Why you should boil yourself alive and how to do it
If you drop a frog in a pot of hot water, it will immediately try to escape.
But if you place the frog in water at a reasonable temperature, it will swim around. If you then slowly increase the temperature, the frog will stay in the water even when it's boiling. The change is so slow that the frog never notices it and stays in the water until it dies.
The main point the story tries to convey is that slow change goes unnoticed.
This story is often used as a warning. We won't notice slow change, which will lead to our doom, the way it leads to the frog's death. It's used as a warning for climate change, in politics, wars and many other negative situations.

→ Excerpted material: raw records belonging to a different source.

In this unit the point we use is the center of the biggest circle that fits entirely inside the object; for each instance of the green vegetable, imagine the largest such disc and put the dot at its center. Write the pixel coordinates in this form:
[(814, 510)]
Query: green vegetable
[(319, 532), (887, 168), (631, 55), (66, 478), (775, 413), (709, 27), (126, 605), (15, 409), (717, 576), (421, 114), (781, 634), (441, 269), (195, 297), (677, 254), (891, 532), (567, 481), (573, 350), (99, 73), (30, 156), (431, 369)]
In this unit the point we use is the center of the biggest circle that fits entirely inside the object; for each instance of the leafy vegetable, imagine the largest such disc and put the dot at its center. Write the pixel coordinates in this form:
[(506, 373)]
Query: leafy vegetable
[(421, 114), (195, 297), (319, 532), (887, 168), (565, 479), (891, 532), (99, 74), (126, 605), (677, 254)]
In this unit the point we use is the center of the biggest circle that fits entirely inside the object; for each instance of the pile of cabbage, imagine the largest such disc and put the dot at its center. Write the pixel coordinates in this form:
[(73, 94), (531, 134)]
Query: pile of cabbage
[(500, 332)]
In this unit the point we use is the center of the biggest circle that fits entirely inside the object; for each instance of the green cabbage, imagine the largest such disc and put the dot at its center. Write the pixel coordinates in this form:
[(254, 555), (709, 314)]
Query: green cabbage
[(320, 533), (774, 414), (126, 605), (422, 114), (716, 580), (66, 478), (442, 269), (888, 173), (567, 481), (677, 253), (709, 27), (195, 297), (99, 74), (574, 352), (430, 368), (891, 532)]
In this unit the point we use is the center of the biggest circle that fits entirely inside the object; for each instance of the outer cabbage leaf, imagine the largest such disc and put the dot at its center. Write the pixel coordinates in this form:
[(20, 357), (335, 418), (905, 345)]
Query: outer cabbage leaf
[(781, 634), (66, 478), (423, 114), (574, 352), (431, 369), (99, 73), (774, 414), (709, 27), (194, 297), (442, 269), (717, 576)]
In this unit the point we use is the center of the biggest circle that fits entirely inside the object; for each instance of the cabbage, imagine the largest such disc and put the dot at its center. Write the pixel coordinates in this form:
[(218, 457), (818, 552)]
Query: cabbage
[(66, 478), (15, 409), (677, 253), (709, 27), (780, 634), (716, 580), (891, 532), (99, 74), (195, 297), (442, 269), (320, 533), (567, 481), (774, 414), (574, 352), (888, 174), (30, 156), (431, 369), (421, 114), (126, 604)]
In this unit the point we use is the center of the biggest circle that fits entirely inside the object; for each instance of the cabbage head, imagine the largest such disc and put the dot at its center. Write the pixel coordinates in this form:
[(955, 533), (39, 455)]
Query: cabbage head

But it can also be used as instructions for doing hard things.
If I tried to run a marathon today, I will immediately fail.
But if I trained and gradually increased the difficulty, I would eventually be able to run a marathon.
We don't notice slow change.
Things that are currently unbearable to us, like the boiling water for the frog, will eventually become normal if the change is slow enough. We simply won't notice it. Which means, if there's a thing we want to do or be, and it's too hard for us at the moment, the key lesson is this:
Slowly increase the difficulty, like you would slowly raise the water temperature for the frog.
In time, you will reach your goal, but won't even notice you have arrived. One day you find yourself doing the thing you thought impossible. You're swimming in metaphorical boiling water.
The recipe for boiling yourself is the same as for the frog. Start where you're comfortable and slowly increase the temperature.
* In reality frogs do jump out of the water when it gets too hot. But the metaphor is still very useful and vivid
** Don't actually boil yourself alive!